In Schweden ist alles geregelt. Nirgendwo steht man so ordentlich in Schlange wie hier. Fast alles ist verboten, besonders alkoholische Getränke, die nur im staatlichen „Systembolaget“ verkauft werden. Die blonden Nordeuropäer sind oft einsilbig, und man weiß nicht immer, ob sie unhöflich, scheu oder doof sind. Es scheint oft, als ob sie nicht so ganz froh seien. Die Lebensfreude scheint sich auf einige Wochen im Jahr zu bündeln. Im Sommer, wenn die Tage unendlich sind und Leute ihre fünf Wochen Urlaub haben. Grillen und Wein in der Sonne machen offenbar das Dasein lebenswert. Das Positive ist, dass Schweden arbeitsfähig sind, und dass ihre Produkte immer hohe Qualität halten. Nicht nur in Skandinavien, sondern heutzutage auch in Europa, ist die schwedische fika berühmt worden. Hier geht es nicht nur darum einen zu Kaffee zu trinken – es ist ein Ereignis und ein kleines Feiern. Gebäck soll dabei sein. Wer am Arbeitsplatz in Schweden nicht zur fika mitkommt, wird als etwas komisch betrachtet.
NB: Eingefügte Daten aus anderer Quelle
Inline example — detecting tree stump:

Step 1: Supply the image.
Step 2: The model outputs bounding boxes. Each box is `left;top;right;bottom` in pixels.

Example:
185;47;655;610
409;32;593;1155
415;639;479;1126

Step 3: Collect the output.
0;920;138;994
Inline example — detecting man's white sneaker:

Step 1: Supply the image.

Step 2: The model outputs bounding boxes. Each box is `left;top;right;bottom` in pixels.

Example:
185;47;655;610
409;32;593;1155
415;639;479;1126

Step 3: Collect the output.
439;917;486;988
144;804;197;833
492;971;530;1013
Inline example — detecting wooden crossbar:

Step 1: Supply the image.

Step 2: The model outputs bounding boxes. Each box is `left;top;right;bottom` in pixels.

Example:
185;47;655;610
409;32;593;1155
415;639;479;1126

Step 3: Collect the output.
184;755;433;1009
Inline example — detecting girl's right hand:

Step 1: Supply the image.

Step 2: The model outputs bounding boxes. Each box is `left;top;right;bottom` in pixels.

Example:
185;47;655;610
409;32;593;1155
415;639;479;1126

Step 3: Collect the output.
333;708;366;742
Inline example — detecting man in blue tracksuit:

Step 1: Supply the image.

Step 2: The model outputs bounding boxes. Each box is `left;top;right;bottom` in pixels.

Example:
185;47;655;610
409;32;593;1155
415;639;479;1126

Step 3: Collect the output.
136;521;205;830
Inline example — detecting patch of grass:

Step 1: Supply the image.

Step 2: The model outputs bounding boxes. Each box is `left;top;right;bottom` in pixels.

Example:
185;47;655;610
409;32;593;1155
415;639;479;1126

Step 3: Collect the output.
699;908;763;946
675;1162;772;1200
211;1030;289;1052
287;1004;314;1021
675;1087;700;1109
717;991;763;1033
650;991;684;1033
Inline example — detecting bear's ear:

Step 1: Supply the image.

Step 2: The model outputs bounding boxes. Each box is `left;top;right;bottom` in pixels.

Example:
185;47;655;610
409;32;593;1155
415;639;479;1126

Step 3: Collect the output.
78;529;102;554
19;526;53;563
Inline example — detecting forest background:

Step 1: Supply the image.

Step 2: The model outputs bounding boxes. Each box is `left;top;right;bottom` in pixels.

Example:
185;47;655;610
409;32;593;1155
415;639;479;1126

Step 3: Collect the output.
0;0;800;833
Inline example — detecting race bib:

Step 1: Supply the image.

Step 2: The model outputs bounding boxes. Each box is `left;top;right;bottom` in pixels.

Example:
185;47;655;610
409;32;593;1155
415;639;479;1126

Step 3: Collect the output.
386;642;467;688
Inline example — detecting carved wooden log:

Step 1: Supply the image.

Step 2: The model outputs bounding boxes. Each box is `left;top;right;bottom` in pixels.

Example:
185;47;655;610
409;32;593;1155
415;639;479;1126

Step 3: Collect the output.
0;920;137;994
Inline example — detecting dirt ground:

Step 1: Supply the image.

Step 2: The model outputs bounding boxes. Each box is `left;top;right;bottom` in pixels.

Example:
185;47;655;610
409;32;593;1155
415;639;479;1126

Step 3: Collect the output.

Bei Norwegern denkt man spontan an Auszeit und ein grenzloses Nationalbewusstsein. Sie haben auch Grund dazu, mit all diesem Öl und den ewigen Erfolgen im Wintersport. Besonders die Schweden sind im Geheimen ein bisschen eifersüchtig, obwohl sie es nie zugeben würden. Der typische Norweger ist hochgewachsen, breitschulterig und muskulös. In seinem Heimatland ist alles teuer, sogar so teuer, dass er gerne anderswo einkauft. Norweger sind immer draußen, fahren Ski und sind jederzeit gut gelaunt – alle Probleme können ja trotz allem mit einer tur zu Fuß oder Ski mit matpakke gelöst werden. In der Lust an Verboten ähneln die Norweger den Schweden, aber das ist laut der beiden Nationalitäten auch das Einzige. Den Schweden klingt die norwegische Sprache ein bisschen wie ein Scherz, weswegen man ihnen eigentlich nie böse sein kann. Die Rivalität unter den beiden Ländern ist seit langem wohlbekannt und die Witze zahllos. Man macht sich immer über den Nachbar lustig und Neid spielt eine große Rolle:
Was hat der Schwede, was der Norweger nicht hat?
Gute Nachbarn.
Die These mit den Dänen als den Italienern Skandinaviens ist gar nicht weit von der Wahrheit entfernt. Das Land des smørrebrød liegt ja auf dem Kontinent, und viele sind sicher der Meinung, dass zur kleinsten Nation Skandinavien das Internationale und „das Wilde und Gefährliche“ gehört. Besonders in Kopenhagen ist ja alles erlaubt, was mit Sex und Drogen zu tun hat. Oder, erlaubt und erlaubt, man macht es einfach. Dänemark wird nämlich als die störrische kleine Schwester unter der skandinavischen Geschwisterfamilie betrachtet und soll sich gerne und oft querstellen. In Bars und Bodegas, die kleiner als 40 Quadratmeter sind, ist Rauchen immer noch erlaubt. Je kleiner, desto rauchiger, denken die Dänen. Die Dänen, die mit einem pølse in einer Hand und ein Bier in der anderen immer Spaß haben wollen. Nicht nur Spaß, sondern hygge – ein Begriff, der fast genauso schwer zu übersetzen ist wie das Schwedische lagom. Auch wenn es um die Sprache geht, sind Dänen die Störenfriede. Die Sprachen Dänisch, Norwegisch und Schwedisch haben eigentlich so viel gemeinsam, dass sie fast als Dialekte könnten angesehen werden. Beim Lesen haben Skandinavier keine oder nur wenige Probleme mit Dänisch, aber wenn die kontinentalen Nordeuropäer zu sprechen beginnen, geht es wirklich schief. Es klingt ja, als hätten sie eine heiße Kartoffel im Mund! Ein schwacher Trost ist, dass Dänen keine anderen Skandinavier so gut verstehen können. Außer den Südschweden in Schonen: die Brüder, die eigentlich immer noch zu Dänemark gehören möchten.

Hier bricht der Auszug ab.